But the copy of the police report that Eleanor Graves had donated to the archives, along with the rest of her family papers, contained detailed descriptions and even faded photographs of the stolen goods. John had a decent imagination – despite whatever Sherlock would contend – and he could picture the jewellery in all its glory without much effort.

Whatever it had been worth, Avery could have lived comfortably on the proceeds from the sale for a long time.

"It's a bit extreme," he said.

"Running away from home with something valuable?" Sherlock replied without looking up from the letter. "What child doesn't threaten it at some point?"

John snorted, a grin spreading across his lips.

"They don't usually follow through – and not at the age of seventeen. What did you threaten to take?"

"A katana a Japanese diplomat had given my father."

"I bet that went over well."

"My mother told me I was more than welcome to take it.
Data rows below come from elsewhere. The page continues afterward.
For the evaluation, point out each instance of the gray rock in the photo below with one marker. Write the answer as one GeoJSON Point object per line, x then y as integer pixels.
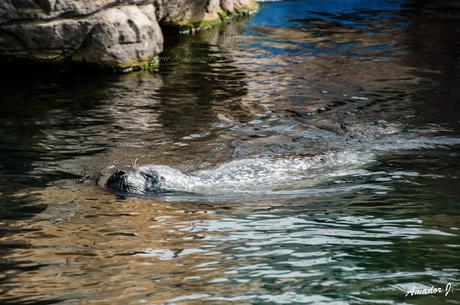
{"type": "Point", "coordinates": [109, 33]}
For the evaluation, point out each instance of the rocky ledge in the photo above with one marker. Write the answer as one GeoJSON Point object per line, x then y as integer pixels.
{"type": "Point", "coordinates": [115, 34]}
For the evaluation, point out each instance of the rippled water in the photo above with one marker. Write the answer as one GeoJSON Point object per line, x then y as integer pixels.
{"type": "Point", "coordinates": [300, 79]}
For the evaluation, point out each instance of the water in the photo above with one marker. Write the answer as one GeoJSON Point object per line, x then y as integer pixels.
{"type": "Point", "coordinates": [307, 70]}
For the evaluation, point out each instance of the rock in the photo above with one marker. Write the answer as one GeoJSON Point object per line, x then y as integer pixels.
{"type": "Point", "coordinates": [117, 34]}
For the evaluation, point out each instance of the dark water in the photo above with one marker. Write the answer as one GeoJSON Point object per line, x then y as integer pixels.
{"type": "Point", "coordinates": [365, 237]}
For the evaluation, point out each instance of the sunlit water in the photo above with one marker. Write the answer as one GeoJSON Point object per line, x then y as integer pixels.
{"type": "Point", "coordinates": [325, 135]}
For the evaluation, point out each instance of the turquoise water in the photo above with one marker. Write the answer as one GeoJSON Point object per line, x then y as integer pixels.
{"type": "Point", "coordinates": [299, 79]}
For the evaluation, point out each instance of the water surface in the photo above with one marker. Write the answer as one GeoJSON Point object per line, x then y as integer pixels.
{"type": "Point", "coordinates": [363, 237]}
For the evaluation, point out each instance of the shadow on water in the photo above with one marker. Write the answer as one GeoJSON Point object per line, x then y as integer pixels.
{"type": "Point", "coordinates": [66, 240]}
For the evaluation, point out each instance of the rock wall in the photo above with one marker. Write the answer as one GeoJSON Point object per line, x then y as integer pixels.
{"type": "Point", "coordinates": [109, 33]}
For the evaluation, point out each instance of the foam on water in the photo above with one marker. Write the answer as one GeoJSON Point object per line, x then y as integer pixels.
{"type": "Point", "coordinates": [288, 174]}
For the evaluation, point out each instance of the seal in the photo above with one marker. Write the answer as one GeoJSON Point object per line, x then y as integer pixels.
{"type": "Point", "coordinates": [142, 180]}
{"type": "Point", "coordinates": [150, 179]}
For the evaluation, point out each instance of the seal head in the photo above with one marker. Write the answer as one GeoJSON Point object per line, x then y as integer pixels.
{"type": "Point", "coordinates": [139, 181]}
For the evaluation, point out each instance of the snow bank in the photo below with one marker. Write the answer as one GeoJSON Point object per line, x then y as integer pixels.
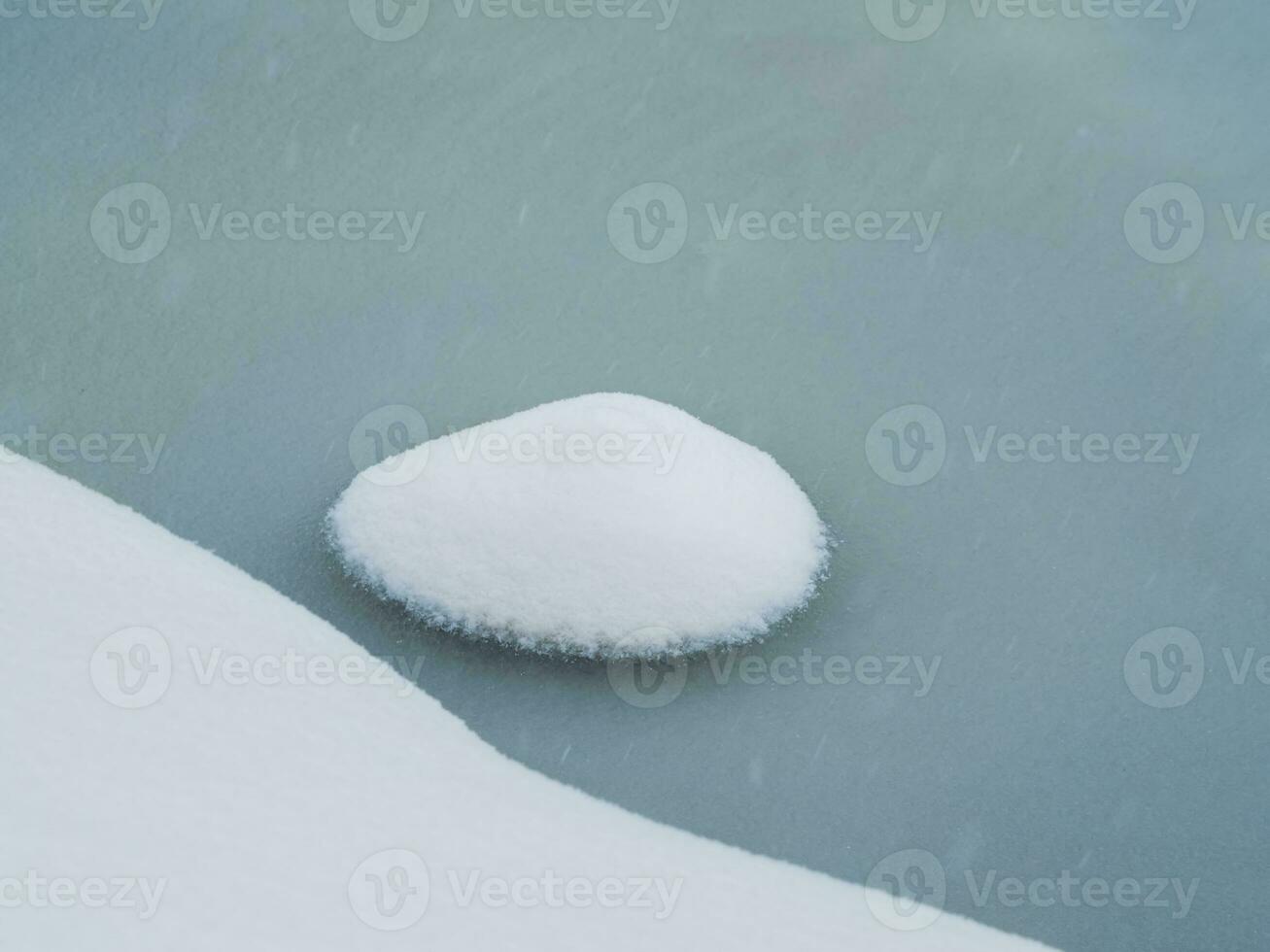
{"type": "Point", "coordinates": [604, 525]}
{"type": "Point", "coordinates": [193, 762]}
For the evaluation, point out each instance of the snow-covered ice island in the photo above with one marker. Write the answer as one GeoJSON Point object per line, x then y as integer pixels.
{"type": "Point", "coordinates": [606, 525]}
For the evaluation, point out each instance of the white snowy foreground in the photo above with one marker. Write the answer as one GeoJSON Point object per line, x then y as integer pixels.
{"type": "Point", "coordinates": [602, 525]}
{"type": "Point", "coordinates": [192, 762]}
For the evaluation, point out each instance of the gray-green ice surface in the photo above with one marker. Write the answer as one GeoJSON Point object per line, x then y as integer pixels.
{"type": "Point", "coordinates": [1047, 739]}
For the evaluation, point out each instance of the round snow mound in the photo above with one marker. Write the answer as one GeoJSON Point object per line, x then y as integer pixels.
{"type": "Point", "coordinates": [603, 526]}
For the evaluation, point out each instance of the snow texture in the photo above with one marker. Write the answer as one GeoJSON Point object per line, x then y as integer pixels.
{"type": "Point", "coordinates": [311, 812]}
{"type": "Point", "coordinates": [604, 525]}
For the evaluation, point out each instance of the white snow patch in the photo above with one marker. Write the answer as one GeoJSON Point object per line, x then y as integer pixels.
{"type": "Point", "coordinates": [182, 810]}
{"type": "Point", "coordinates": [604, 525]}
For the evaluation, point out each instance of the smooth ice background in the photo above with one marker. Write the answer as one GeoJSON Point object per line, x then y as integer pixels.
{"type": "Point", "coordinates": [256, 359]}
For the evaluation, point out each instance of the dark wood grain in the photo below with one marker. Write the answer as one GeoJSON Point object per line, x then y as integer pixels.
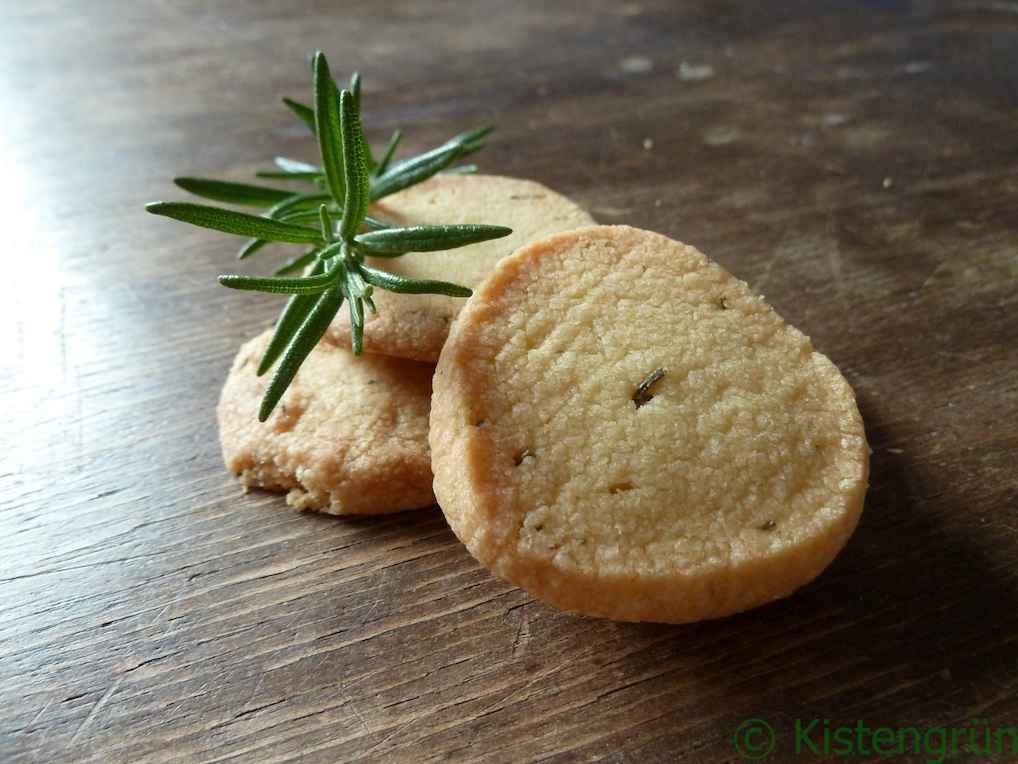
{"type": "Point", "coordinates": [856, 162]}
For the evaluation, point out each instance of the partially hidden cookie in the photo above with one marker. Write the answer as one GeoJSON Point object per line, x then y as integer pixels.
{"type": "Point", "coordinates": [623, 429]}
{"type": "Point", "coordinates": [415, 326]}
{"type": "Point", "coordinates": [348, 437]}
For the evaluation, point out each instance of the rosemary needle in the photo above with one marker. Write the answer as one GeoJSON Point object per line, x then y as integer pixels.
{"type": "Point", "coordinates": [332, 220]}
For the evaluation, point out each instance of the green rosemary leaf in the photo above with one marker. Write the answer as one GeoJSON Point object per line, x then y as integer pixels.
{"type": "Point", "coordinates": [241, 223]}
{"type": "Point", "coordinates": [356, 322]}
{"type": "Point", "coordinates": [403, 285]}
{"type": "Point", "coordinates": [329, 129]}
{"type": "Point", "coordinates": [413, 170]}
{"type": "Point", "coordinates": [306, 336]}
{"type": "Point", "coordinates": [231, 193]}
{"type": "Point", "coordinates": [297, 202]}
{"type": "Point", "coordinates": [304, 113]}
{"type": "Point", "coordinates": [355, 92]}
{"type": "Point", "coordinates": [355, 168]}
{"type": "Point", "coordinates": [305, 285]}
{"type": "Point", "coordinates": [395, 241]}
{"type": "Point", "coordinates": [430, 163]}
{"type": "Point", "coordinates": [470, 140]}
{"type": "Point", "coordinates": [296, 264]}
{"type": "Point", "coordinates": [293, 316]}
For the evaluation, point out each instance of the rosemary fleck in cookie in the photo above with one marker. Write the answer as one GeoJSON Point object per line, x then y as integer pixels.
{"type": "Point", "coordinates": [416, 325]}
{"type": "Point", "coordinates": [620, 427]}
{"type": "Point", "coordinates": [348, 437]}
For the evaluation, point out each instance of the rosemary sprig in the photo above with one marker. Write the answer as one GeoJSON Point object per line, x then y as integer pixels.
{"type": "Point", "coordinates": [333, 222]}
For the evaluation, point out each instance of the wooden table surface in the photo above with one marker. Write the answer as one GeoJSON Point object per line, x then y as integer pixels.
{"type": "Point", "coordinates": [856, 161]}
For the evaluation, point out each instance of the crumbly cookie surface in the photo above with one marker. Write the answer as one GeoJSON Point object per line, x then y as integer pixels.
{"type": "Point", "coordinates": [415, 326]}
{"type": "Point", "coordinates": [348, 437]}
{"type": "Point", "coordinates": [734, 478]}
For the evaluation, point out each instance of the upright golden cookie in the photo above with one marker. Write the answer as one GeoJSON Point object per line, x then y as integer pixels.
{"type": "Point", "coordinates": [349, 436]}
{"type": "Point", "coordinates": [620, 427]}
{"type": "Point", "coordinates": [415, 326]}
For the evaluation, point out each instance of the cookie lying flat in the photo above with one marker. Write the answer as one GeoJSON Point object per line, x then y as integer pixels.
{"type": "Point", "coordinates": [415, 326]}
{"type": "Point", "coordinates": [349, 436]}
{"type": "Point", "coordinates": [620, 427]}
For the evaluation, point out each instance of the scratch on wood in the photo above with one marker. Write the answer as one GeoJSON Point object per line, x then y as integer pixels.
{"type": "Point", "coordinates": [94, 711]}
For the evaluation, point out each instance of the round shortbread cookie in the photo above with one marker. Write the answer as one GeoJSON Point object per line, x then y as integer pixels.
{"type": "Point", "coordinates": [415, 326]}
{"type": "Point", "coordinates": [622, 428]}
{"type": "Point", "coordinates": [348, 437]}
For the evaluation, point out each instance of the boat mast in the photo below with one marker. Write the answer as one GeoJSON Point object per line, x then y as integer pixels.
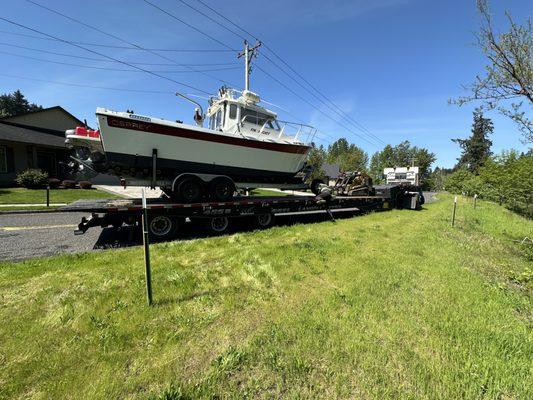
{"type": "Point", "coordinates": [248, 54]}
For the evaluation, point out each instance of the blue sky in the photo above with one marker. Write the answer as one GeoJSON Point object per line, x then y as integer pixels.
{"type": "Point", "coordinates": [391, 65]}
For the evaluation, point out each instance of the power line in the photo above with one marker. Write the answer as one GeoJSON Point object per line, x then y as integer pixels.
{"type": "Point", "coordinates": [111, 68]}
{"type": "Point", "coordinates": [88, 86]}
{"type": "Point", "coordinates": [143, 91]}
{"type": "Point", "coordinates": [312, 105]}
{"type": "Point", "coordinates": [185, 23]}
{"type": "Point", "coordinates": [103, 55]}
{"type": "Point", "coordinates": [357, 124]}
{"type": "Point", "coordinates": [104, 60]}
{"type": "Point", "coordinates": [118, 38]}
{"type": "Point", "coordinates": [272, 77]}
{"type": "Point", "coordinates": [109, 46]}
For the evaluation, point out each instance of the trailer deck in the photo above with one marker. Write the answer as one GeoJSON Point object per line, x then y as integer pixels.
{"type": "Point", "coordinates": [166, 216]}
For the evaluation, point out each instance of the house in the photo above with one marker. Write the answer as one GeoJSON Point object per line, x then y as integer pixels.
{"type": "Point", "coordinates": [34, 140]}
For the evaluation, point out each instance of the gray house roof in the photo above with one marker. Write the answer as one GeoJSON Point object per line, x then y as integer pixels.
{"type": "Point", "coordinates": [31, 135]}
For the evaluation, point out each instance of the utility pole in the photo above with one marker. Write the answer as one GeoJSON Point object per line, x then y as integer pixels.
{"type": "Point", "coordinates": [248, 53]}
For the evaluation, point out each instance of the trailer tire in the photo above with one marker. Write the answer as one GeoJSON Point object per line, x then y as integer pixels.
{"type": "Point", "coordinates": [264, 221]}
{"type": "Point", "coordinates": [189, 190]}
{"type": "Point", "coordinates": [218, 225]}
{"type": "Point", "coordinates": [163, 227]}
{"type": "Point", "coordinates": [221, 189]}
{"type": "Point", "coordinates": [315, 186]}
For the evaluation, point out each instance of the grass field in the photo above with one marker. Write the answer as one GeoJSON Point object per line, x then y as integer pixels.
{"type": "Point", "coordinates": [388, 305]}
{"type": "Point", "coordinates": [36, 196]}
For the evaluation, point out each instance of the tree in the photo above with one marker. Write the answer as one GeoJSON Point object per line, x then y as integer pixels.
{"type": "Point", "coordinates": [15, 103]}
{"type": "Point", "coordinates": [348, 156]}
{"type": "Point", "coordinates": [476, 149]}
{"type": "Point", "coordinates": [508, 80]}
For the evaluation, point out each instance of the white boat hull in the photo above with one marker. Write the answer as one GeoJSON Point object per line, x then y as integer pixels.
{"type": "Point", "coordinates": [131, 141]}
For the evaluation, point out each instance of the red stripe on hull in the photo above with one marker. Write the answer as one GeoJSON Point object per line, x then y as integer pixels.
{"type": "Point", "coordinates": [124, 123]}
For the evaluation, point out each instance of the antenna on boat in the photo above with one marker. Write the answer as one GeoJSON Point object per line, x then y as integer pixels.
{"type": "Point", "coordinates": [199, 115]}
{"type": "Point", "coordinates": [248, 53]}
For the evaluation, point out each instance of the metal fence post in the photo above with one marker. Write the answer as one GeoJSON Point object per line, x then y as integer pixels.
{"type": "Point", "coordinates": [146, 243]}
{"type": "Point", "coordinates": [454, 208]}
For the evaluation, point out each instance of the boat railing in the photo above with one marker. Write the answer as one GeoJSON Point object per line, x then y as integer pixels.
{"type": "Point", "coordinates": [289, 131]}
{"type": "Point", "coordinates": [296, 131]}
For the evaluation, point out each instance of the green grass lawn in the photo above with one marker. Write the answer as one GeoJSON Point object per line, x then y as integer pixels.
{"type": "Point", "coordinates": [35, 196]}
{"type": "Point", "coordinates": [388, 305]}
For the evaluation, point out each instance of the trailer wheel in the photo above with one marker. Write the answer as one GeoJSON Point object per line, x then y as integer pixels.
{"type": "Point", "coordinates": [189, 190]}
{"type": "Point", "coordinates": [221, 189]}
{"type": "Point", "coordinates": [264, 221]}
{"type": "Point", "coordinates": [315, 186]}
{"type": "Point", "coordinates": [163, 227]}
{"type": "Point", "coordinates": [218, 225]}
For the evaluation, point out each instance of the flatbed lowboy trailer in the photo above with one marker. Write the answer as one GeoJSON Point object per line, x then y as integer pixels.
{"type": "Point", "coordinates": [166, 216]}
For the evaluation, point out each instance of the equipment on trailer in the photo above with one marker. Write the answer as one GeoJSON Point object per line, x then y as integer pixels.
{"type": "Point", "coordinates": [353, 184]}
{"type": "Point", "coordinates": [402, 175]}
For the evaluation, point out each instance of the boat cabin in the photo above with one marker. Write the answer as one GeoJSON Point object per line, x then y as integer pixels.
{"type": "Point", "coordinates": [243, 116]}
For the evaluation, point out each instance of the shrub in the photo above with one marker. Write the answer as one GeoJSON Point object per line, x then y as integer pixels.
{"type": "Point", "coordinates": [32, 179]}
{"type": "Point", "coordinates": [85, 184]}
{"type": "Point", "coordinates": [68, 184]}
{"type": "Point", "coordinates": [54, 183]}
{"type": "Point", "coordinates": [505, 179]}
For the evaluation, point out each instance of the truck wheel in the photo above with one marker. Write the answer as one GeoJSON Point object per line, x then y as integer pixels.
{"type": "Point", "coordinates": [218, 225]}
{"type": "Point", "coordinates": [162, 227]}
{"type": "Point", "coordinates": [221, 189]}
{"type": "Point", "coordinates": [189, 190]}
{"type": "Point", "coordinates": [315, 184]}
{"type": "Point", "coordinates": [265, 221]}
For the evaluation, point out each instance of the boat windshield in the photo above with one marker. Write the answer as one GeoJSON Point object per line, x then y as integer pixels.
{"type": "Point", "coordinates": [258, 118]}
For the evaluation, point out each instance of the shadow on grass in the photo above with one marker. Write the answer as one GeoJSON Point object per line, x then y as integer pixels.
{"type": "Point", "coordinates": [191, 296]}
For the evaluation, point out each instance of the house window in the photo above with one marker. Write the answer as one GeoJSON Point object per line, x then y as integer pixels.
{"type": "Point", "coordinates": [3, 159]}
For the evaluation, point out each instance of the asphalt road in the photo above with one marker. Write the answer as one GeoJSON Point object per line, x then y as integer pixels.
{"type": "Point", "coordinates": [31, 235]}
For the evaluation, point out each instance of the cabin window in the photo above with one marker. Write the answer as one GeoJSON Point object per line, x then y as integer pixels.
{"type": "Point", "coordinates": [219, 119]}
{"type": "Point", "coordinates": [254, 117]}
{"type": "Point", "coordinates": [3, 159]}
{"type": "Point", "coordinates": [233, 111]}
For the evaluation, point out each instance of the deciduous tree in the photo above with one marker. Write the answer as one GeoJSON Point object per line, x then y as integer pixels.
{"type": "Point", "coordinates": [507, 84]}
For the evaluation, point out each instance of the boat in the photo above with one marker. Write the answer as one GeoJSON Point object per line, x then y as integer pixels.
{"type": "Point", "coordinates": [243, 146]}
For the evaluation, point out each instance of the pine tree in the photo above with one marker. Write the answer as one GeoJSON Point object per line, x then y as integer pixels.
{"type": "Point", "coordinates": [15, 103]}
{"type": "Point", "coordinates": [476, 149]}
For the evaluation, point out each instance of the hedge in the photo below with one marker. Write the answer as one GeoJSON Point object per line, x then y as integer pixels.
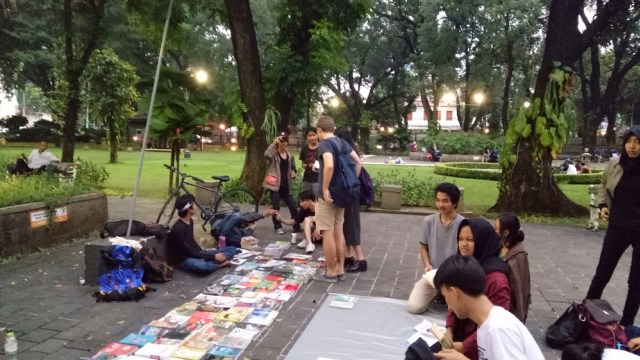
{"type": "Point", "coordinates": [482, 171]}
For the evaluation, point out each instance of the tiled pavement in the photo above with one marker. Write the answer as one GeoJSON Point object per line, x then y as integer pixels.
{"type": "Point", "coordinates": [55, 318]}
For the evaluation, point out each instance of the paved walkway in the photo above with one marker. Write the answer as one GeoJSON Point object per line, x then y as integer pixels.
{"type": "Point", "coordinates": [55, 318]}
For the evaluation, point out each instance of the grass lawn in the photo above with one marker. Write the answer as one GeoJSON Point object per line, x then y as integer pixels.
{"type": "Point", "coordinates": [479, 195]}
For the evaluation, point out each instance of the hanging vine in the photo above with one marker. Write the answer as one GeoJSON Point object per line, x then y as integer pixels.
{"type": "Point", "coordinates": [546, 122]}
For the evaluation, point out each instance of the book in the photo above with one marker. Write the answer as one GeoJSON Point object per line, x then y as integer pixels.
{"type": "Point", "coordinates": [157, 351]}
{"type": "Point", "coordinates": [137, 339]}
{"type": "Point", "coordinates": [115, 349]}
{"type": "Point", "coordinates": [261, 317]}
{"type": "Point", "coordinates": [344, 302]}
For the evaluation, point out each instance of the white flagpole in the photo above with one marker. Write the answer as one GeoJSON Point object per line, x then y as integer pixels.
{"type": "Point", "coordinates": [149, 117]}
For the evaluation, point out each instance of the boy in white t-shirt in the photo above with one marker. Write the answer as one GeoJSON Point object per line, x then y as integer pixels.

She hated it."

"What happened?" John asked.

"I was five," Sherlock replied. "I couldn't carry it, and Mycroft told me they'd never allow it on the train."

John chuckled, the sound mixing with the distant laughter from the dining room, where their hosts and Meredith had retreated once banished by Sherlock. Sarah had delivered dinner to them in the study; Sherlock had eaten – more or less – under John's watchful eye, before abandoning the food in favour of the work.

"You?" his husband asked.

"What, you can't just deduce it?"

"I'm busy," Sherlock sniffed.

"I don't remember," John said honestly. "I do know I was going to take Harry and go to Southend-on-Sea."

"Why?" Sherlock asked.

"Because it was the furthest I'd ever been and the only place other than London whose name I knew. I was six."

His husband rolled his eyes, then glanced pointedly at the temporarily abandoned work that lay on the table. John sighed, the expression tempered by the smile on his lips, and turned back to his task.

He hadn't got anywhere with the internet search, as proficient as he'd become in those over the years. There were no news articles in the files Meredith had brought; it seemed that the Graves had managed to keep this out of the papers. John didn't blame them – the way gossip worked, the whole village would have known, and probably most of the people in the Graves' social circle.

If Henry had been involved, he would have had to listen to that gossip for half a year before he vanished. John wondered what that would have been like – then idly entertained the idea that it was Eleanor he'd been meeting, maybe after Avery's disappearance. Had she been seeking solace after her brother had become a thief?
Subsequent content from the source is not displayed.